When you activate Auto configure, you won't see these channels actually active in the channel list, but they will be activated internally at render time, stored in the mxi, you will be able to see them in the render area and will be saved along with the render, the denoised image and any other channel that was active.

The main difference between Fast and Accurate is that Fast doesn’t use the shadow channel making it much faster than the Accurate method, but as it relies on fewer channels, the denoiser has less information about the scene and it could blur, for example, objects behind glasses (the shadow channel can give information about the geometry behind the glasses).

On the other hand, the Accurate method marks the Shadow option in all materials except for emitters, so they show in the shadow channel and activates this channel. The render will be slower but will count on shadow channel information which can make the denoiser process preserve more details of the image.

The Fast method is set by default as it doesn’t impact the render speed as much as the accurate method and it works nicely in most situations. Only if the render includes objects inside refractive ones (like a jar of marbles, for example) or if you need to obtain the shadow channel for compositing purposes anyway, using the Accurate method is advisable.

If you don't want to use any of the two Auto configure options and set everything up manually, you have to take into account that the Denoiser needs the following to work correctly:

Fine-tunning options

Now Maxwell exposes some parameters that allow fine-tuning the Denoiser result.

Fine-tunning parameters

Except for the Firefly Remover, all these parameters work as a trade-off between preserving detail and smoothing the image. In general, low values mean more feature preservation (the drawback is that some noise or artifacts may be visible) while high values mean more aggressive smoothing, however, some details may be lost.

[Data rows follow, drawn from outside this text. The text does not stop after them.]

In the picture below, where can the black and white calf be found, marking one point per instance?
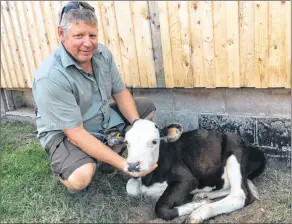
(205, 163)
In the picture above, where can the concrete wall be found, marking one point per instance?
(261, 116)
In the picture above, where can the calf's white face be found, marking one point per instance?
(143, 144)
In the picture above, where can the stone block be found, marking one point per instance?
(243, 126)
(274, 133)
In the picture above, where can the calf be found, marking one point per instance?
(206, 163)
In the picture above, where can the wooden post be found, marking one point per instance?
(156, 42)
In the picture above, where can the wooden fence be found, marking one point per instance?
(162, 44)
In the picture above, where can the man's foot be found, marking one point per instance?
(106, 168)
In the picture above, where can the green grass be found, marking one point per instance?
(30, 193)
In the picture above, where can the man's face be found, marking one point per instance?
(80, 40)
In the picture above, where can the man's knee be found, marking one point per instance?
(81, 177)
(150, 116)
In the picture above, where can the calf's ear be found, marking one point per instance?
(174, 131)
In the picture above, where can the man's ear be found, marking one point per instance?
(174, 131)
(61, 34)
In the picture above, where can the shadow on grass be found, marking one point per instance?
(31, 193)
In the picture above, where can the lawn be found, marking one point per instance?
(31, 193)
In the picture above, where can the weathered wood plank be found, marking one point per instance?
(232, 28)
(277, 60)
(197, 53)
(176, 42)
(184, 15)
(261, 44)
(166, 44)
(27, 48)
(127, 43)
(156, 42)
(111, 36)
(247, 43)
(143, 43)
(32, 31)
(220, 38)
(288, 44)
(25, 72)
(11, 51)
(4, 65)
(41, 29)
(208, 44)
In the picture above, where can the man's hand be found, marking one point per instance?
(140, 174)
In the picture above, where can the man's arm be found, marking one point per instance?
(126, 105)
(96, 149)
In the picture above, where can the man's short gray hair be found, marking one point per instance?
(80, 14)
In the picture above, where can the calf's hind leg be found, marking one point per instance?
(234, 201)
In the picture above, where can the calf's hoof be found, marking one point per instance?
(193, 220)
(200, 196)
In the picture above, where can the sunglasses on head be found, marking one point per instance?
(75, 5)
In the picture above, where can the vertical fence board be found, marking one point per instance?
(3, 78)
(4, 64)
(25, 71)
(176, 42)
(197, 54)
(97, 8)
(51, 28)
(233, 43)
(26, 42)
(288, 44)
(127, 43)
(156, 42)
(112, 38)
(247, 42)
(208, 44)
(166, 44)
(32, 31)
(220, 38)
(202, 43)
(277, 51)
(11, 49)
(261, 44)
(143, 42)
(184, 15)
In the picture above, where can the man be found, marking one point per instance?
(72, 90)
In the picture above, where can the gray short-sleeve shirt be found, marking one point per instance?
(66, 96)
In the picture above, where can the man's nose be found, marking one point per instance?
(87, 41)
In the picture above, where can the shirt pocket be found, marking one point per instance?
(107, 84)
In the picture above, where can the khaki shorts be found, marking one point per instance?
(66, 158)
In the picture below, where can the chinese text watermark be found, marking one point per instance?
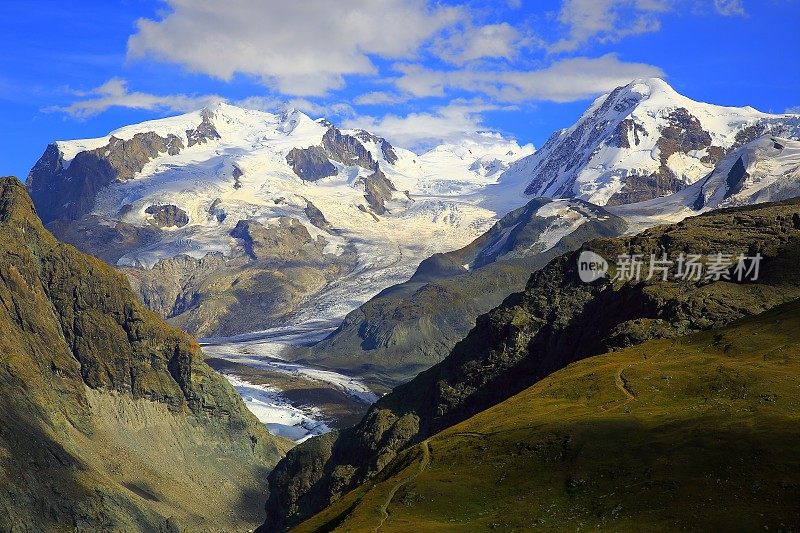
(686, 267)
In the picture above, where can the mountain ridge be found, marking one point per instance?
(555, 321)
(91, 380)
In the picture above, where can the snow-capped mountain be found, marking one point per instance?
(766, 169)
(641, 141)
(229, 220)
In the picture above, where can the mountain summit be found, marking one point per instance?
(639, 142)
(228, 219)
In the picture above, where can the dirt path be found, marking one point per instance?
(426, 460)
(622, 385)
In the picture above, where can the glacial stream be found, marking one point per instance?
(280, 393)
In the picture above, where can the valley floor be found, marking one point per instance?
(295, 401)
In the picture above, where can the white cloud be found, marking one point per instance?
(476, 42)
(115, 93)
(729, 8)
(381, 98)
(607, 20)
(419, 131)
(299, 48)
(564, 81)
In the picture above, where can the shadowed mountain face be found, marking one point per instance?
(109, 418)
(696, 433)
(555, 321)
(164, 200)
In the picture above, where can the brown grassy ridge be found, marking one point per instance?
(699, 433)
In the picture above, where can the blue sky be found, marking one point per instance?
(415, 71)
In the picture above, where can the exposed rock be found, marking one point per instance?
(68, 193)
(378, 190)
(237, 174)
(736, 178)
(216, 211)
(287, 240)
(408, 327)
(386, 149)
(347, 149)
(625, 130)
(555, 321)
(316, 217)
(683, 134)
(168, 216)
(310, 164)
(90, 381)
(205, 132)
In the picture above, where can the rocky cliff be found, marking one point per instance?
(556, 320)
(110, 419)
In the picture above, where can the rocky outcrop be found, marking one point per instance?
(310, 164)
(67, 192)
(555, 321)
(386, 149)
(204, 132)
(682, 134)
(347, 149)
(378, 190)
(168, 216)
(90, 380)
(640, 142)
(316, 217)
(411, 326)
(289, 239)
(314, 163)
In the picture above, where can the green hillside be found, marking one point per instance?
(110, 420)
(699, 432)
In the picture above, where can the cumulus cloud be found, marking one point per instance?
(419, 131)
(607, 20)
(730, 8)
(382, 98)
(499, 41)
(564, 81)
(115, 93)
(299, 48)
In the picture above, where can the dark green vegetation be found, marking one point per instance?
(109, 418)
(700, 433)
(411, 326)
(555, 321)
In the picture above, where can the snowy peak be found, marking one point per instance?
(764, 170)
(642, 141)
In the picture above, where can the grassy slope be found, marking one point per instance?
(700, 432)
(109, 418)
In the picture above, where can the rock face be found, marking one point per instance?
(411, 326)
(555, 321)
(272, 268)
(346, 149)
(90, 380)
(386, 149)
(639, 142)
(233, 165)
(205, 132)
(662, 436)
(378, 190)
(310, 164)
(69, 193)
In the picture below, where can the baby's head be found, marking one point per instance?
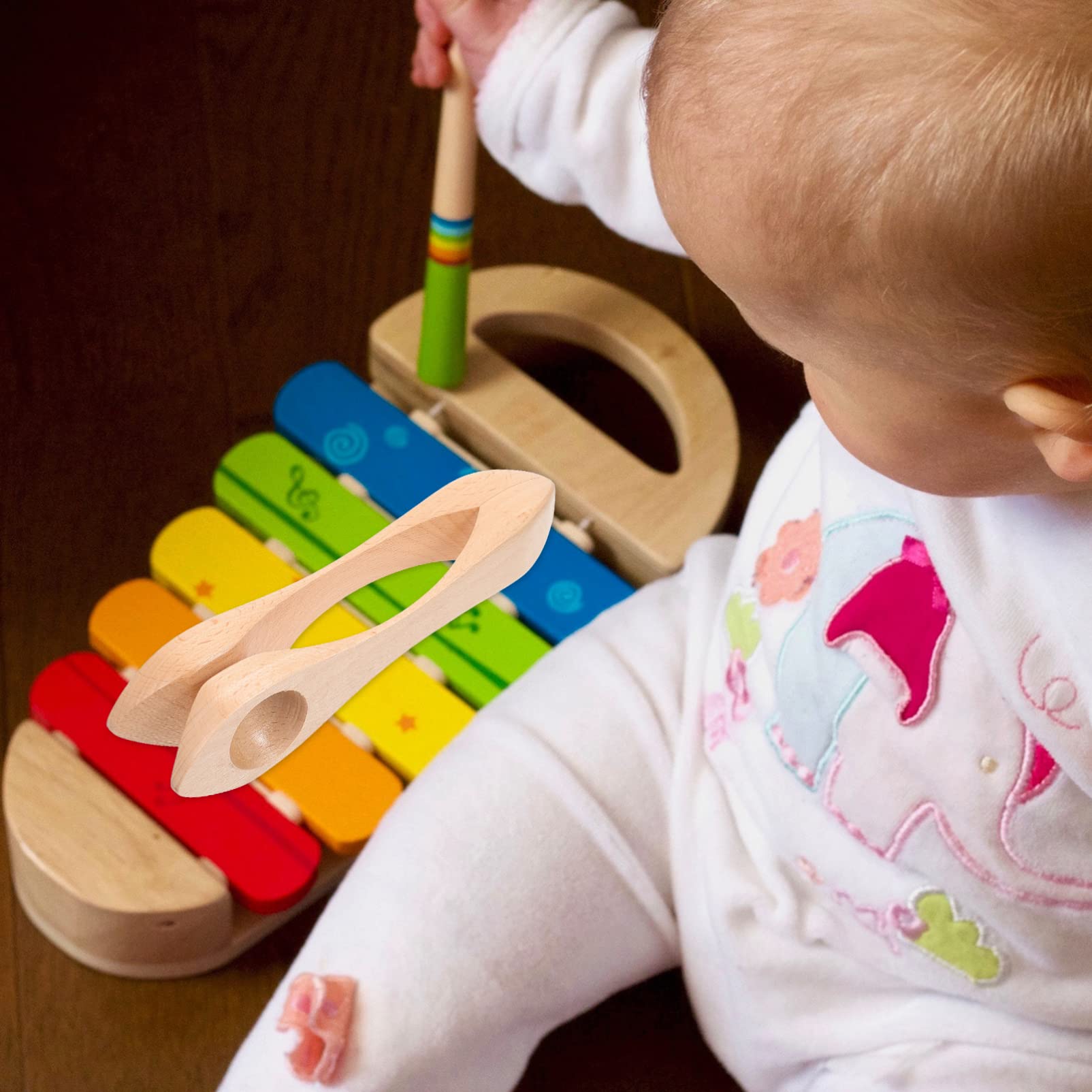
(899, 195)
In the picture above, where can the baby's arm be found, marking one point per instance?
(520, 880)
(560, 103)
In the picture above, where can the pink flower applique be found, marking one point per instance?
(788, 569)
(320, 1008)
(714, 721)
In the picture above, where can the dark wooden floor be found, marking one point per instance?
(199, 198)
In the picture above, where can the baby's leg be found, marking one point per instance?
(520, 880)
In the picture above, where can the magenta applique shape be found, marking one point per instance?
(903, 611)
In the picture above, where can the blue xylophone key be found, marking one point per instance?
(342, 421)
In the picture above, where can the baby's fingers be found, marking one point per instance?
(432, 23)
(430, 67)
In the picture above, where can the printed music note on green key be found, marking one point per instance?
(278, 492)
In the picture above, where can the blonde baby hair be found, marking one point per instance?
(924, 165)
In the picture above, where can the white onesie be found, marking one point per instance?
(839, 769)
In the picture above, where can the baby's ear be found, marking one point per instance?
(1063, 424)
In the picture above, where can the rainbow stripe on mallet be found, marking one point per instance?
(441, 355)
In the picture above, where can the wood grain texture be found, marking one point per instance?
(197, 199)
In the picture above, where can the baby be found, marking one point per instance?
(840, 768)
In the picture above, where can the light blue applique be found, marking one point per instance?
(817, 685)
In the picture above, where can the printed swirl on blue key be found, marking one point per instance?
(565, 596)
(345, 446)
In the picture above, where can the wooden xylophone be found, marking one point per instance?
(126, 876)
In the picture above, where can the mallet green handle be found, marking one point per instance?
(441, 355)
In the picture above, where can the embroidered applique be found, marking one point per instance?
(895, 923)
(786, 571)
(993, 850)
(743, 627)
(817, 684)
(903, 611)
(744, 638)
(956, 942)
(714, 721)
(929, 922)
(1057, 694)
(735, 679)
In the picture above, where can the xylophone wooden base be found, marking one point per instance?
(162, 915)
(507, 419)
(121, 884)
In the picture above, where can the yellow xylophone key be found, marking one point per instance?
(204, 557)
(341, 791)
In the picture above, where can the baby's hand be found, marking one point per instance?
(479, 27)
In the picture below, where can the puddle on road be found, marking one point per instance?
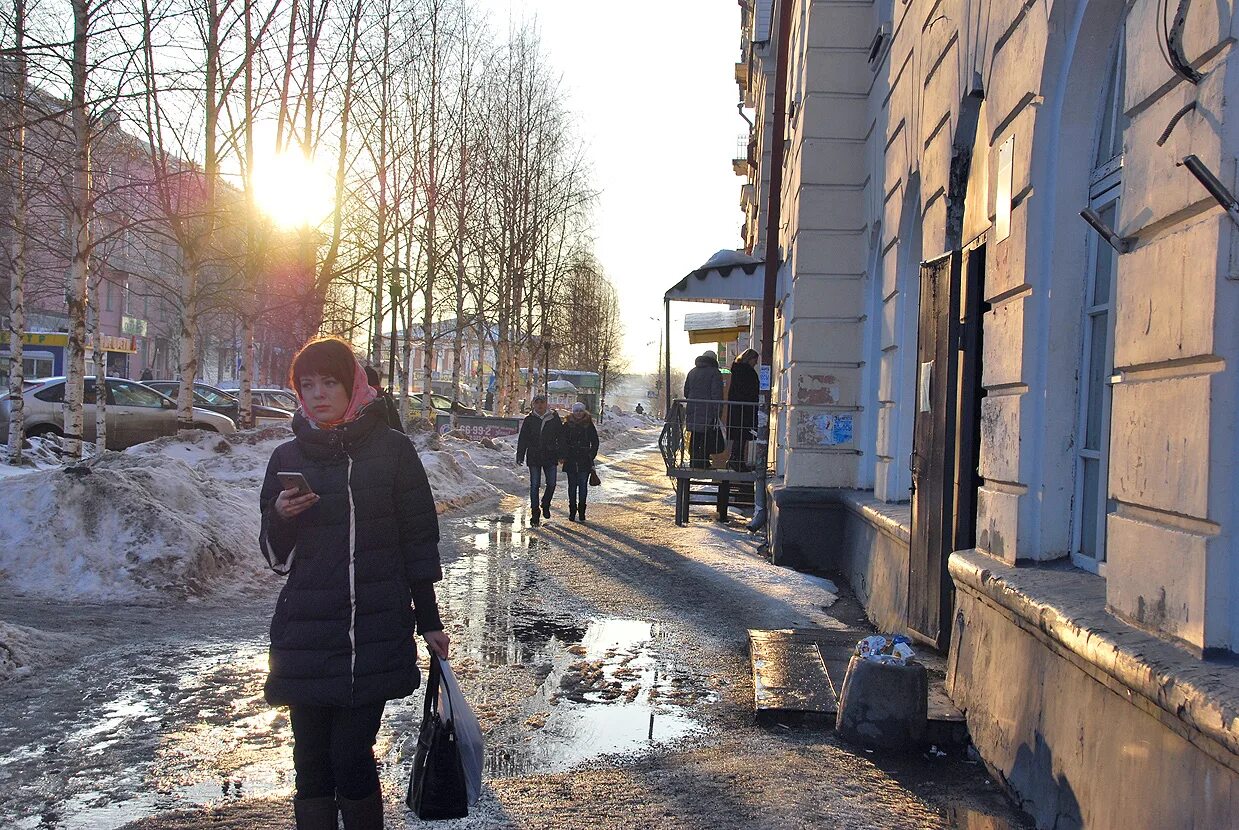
(606, 694)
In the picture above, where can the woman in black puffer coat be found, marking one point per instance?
(362, 555)
(579, 446)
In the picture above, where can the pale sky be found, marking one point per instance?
(653, 89)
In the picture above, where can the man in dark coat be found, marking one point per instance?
(538, 446)
(742, 393)
(703, 388)
(390, 410)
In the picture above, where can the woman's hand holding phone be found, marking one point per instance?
(296, 498)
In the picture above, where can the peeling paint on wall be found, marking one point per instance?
(824, 429)
(818, 390)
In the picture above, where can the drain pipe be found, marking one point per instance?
(773, 216)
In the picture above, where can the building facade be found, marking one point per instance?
(1005, 371)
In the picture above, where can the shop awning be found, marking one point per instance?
(718, 326)
(730, 276)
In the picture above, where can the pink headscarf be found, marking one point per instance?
(363, 393)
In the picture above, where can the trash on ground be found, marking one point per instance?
(893, 650)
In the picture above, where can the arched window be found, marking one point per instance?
(1097, 358)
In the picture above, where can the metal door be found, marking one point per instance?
(933, 449)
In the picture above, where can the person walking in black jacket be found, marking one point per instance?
(703, 388)
(361, 551)
(538, 446)
(579, 446)
(742, 393)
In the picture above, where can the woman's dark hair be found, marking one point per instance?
(330, 357)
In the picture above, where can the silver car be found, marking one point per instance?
(135, 413)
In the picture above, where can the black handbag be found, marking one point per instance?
(436, 788)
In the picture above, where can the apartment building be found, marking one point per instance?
(1005, 374)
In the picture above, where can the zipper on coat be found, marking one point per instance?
(352, 584)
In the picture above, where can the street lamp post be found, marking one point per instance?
(393, 273)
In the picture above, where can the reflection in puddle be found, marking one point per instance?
(607, 694)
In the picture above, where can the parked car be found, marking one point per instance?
(135, 413)
(218, 400)
(273, 398)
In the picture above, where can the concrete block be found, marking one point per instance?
(1166, 296)
(829, 296)
(1001, 419)
(827, 341)
(831, 208)
(884, 706)
(838, 25)
(829, 161)
(1155, 577)
(1002, 359)
(822, 253)
(1160, 444)
(815, 385)
(1005, 260)
(831, 115)
(998, 522)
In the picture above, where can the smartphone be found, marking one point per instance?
(295, 481)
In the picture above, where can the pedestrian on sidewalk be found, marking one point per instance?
(579, 446)
(361, 551)
(390, 409)
(703, 388)
(538, 446)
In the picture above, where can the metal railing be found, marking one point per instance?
(709, 435)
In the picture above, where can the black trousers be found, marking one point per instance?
(333, 750)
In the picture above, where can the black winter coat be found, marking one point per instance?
(538, 444)
(579, 445)
(342, 633)
(745, 387)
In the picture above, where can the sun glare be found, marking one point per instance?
(293, 190)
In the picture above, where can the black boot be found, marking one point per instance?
(364, 814)
(315, 813)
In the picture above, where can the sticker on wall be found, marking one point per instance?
(1002, 197)
(825, 429)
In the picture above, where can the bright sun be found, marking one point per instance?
(293, 190)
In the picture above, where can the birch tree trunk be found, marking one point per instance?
(17, 286)
(100, 367)
(79, 234)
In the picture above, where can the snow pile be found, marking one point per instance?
(126, 527)
(24, 649)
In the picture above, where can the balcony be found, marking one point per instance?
(742, 77)
(744, 159)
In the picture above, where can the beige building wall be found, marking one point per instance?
(869, 193)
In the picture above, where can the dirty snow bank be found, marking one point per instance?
(24, 649)
(125, 527)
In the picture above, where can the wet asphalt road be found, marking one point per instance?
(607, 664)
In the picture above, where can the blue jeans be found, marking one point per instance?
(535, 475)
(577, 487)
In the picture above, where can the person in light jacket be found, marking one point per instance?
(703, 388)
(361, 553)
(538, 446)
(579, 446)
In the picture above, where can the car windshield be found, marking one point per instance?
(131, 394)
(213, 397)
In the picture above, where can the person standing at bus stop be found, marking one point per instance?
(538, 447)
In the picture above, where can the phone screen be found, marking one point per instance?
(295, 481)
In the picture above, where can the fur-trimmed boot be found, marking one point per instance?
(363, 814)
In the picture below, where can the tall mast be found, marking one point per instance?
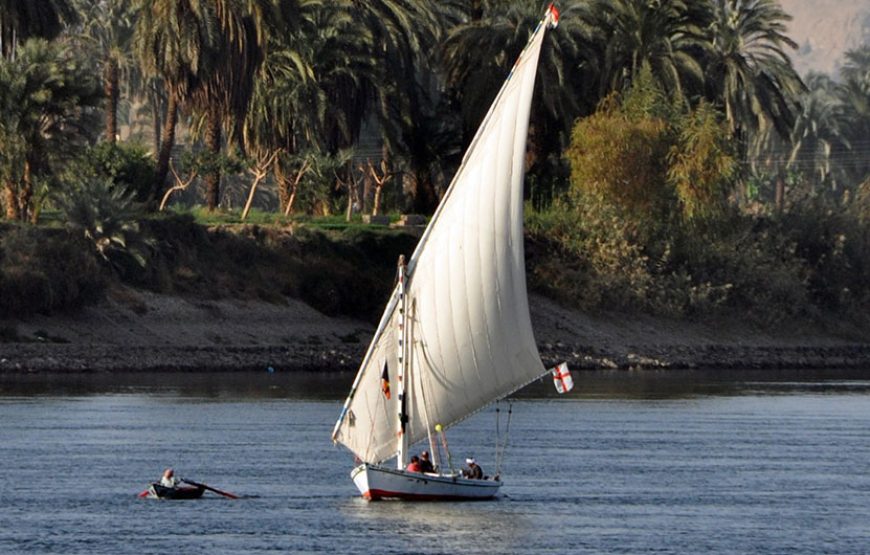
(401, 460)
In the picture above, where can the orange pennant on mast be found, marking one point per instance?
(385, 382)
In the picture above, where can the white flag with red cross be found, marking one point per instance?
(562, 378)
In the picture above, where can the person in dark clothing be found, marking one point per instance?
(426, 463)
(472, 470)
(414, 465)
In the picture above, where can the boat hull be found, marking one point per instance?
(180, 492)
(377, 482)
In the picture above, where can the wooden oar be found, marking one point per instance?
(206, 486)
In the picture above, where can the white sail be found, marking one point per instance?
(471, 339)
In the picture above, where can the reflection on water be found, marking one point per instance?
(633, 384)
(630, 462)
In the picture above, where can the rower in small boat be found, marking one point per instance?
(169, 480)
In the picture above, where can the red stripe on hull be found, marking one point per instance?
(378, 494)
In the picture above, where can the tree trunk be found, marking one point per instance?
(779, 200)
(167, 141)
(156, 111)
(112, 95)
(376, 203)
(213, 144)
(283, 192)
(25, 194)
(11, 193)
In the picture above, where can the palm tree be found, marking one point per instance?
(818, 141)
(20, 20)
(175, 40)
(749, 72)
(108, 25)
(665, 35)
(47, 96)
(854, 94)
(748, 69)
(478, 55)
(223, 93)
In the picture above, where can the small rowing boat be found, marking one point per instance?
(158, 491)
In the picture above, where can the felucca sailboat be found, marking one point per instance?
(456, 333)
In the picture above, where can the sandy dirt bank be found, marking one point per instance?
(138, 331)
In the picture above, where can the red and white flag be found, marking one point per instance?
(562, 378)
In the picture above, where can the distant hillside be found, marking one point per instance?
(825, 30)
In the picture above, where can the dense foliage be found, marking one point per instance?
(676, 161)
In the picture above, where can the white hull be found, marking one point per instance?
(377, 482)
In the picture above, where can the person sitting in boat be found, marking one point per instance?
(472, 470)
(169, 480)
(414, 465)
(426, 463)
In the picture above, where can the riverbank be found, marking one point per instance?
(136, 331)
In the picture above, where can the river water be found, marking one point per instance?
(670, 462)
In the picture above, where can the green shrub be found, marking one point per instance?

The Denoiser initially computes the render pass (affected by Color Influence 1 and 2 parameters), then adds the different extra channels to the calculation (affected by the Feature Influence parameter) and then runs an additional final pass (affected by the Final Pass parameter). All this process is globally affected by the Filter Radius parameter.

The Color Influence 1 parameter (from 0 to 1; default: 0.45) controls how much high-frequency detail of the render pass will be retained or smoothed; this means the edges of high contrasted areas will be affected by it. The effect of this parameter is quite subtle.

The Color Influence 2 parameter (from 0 to 1; default: 0.45) controls how much mid-frequency detail of the render pass will be retained; this affects how the color information is handled.

The Feature Influence parameter (from 0 to 1; default: 0.25) controls the influence of the extra passes (Normals, Position, Reflectance and Shadows). If you are losing detail on the textures, this is a good parameter to lower down, so the information in the channels takes more relevance (as the textures usually show up in the reflectance channel).

The Final Pass parameter (from 0 to 1; default: 0.45) controls the influence of the extra final pass and affects color differences.

The Filter Radius parameter (from 2 to 50; default: 10) defines the area around the pixel taken into account when calculating its color. It can change the overall look of the smoothing and how the noise is handled. Again, low values mean more feature preservation, but also constrains the information available for the calculation and may produce some artifacts when it goes too low <> High values mean more smoothing so it can wash away too much detail. If you want to get the same denoising effect on a hi-resolution image as the one you obtained on a low-resolution one, you might want to increase this value, so the whole effect “scales” up.

The Firefly Remover will detect and reduce the spread of high-energy pixels (very bright pixels that usually come from SSS materials or caustics). It has a minor impact on calculation time.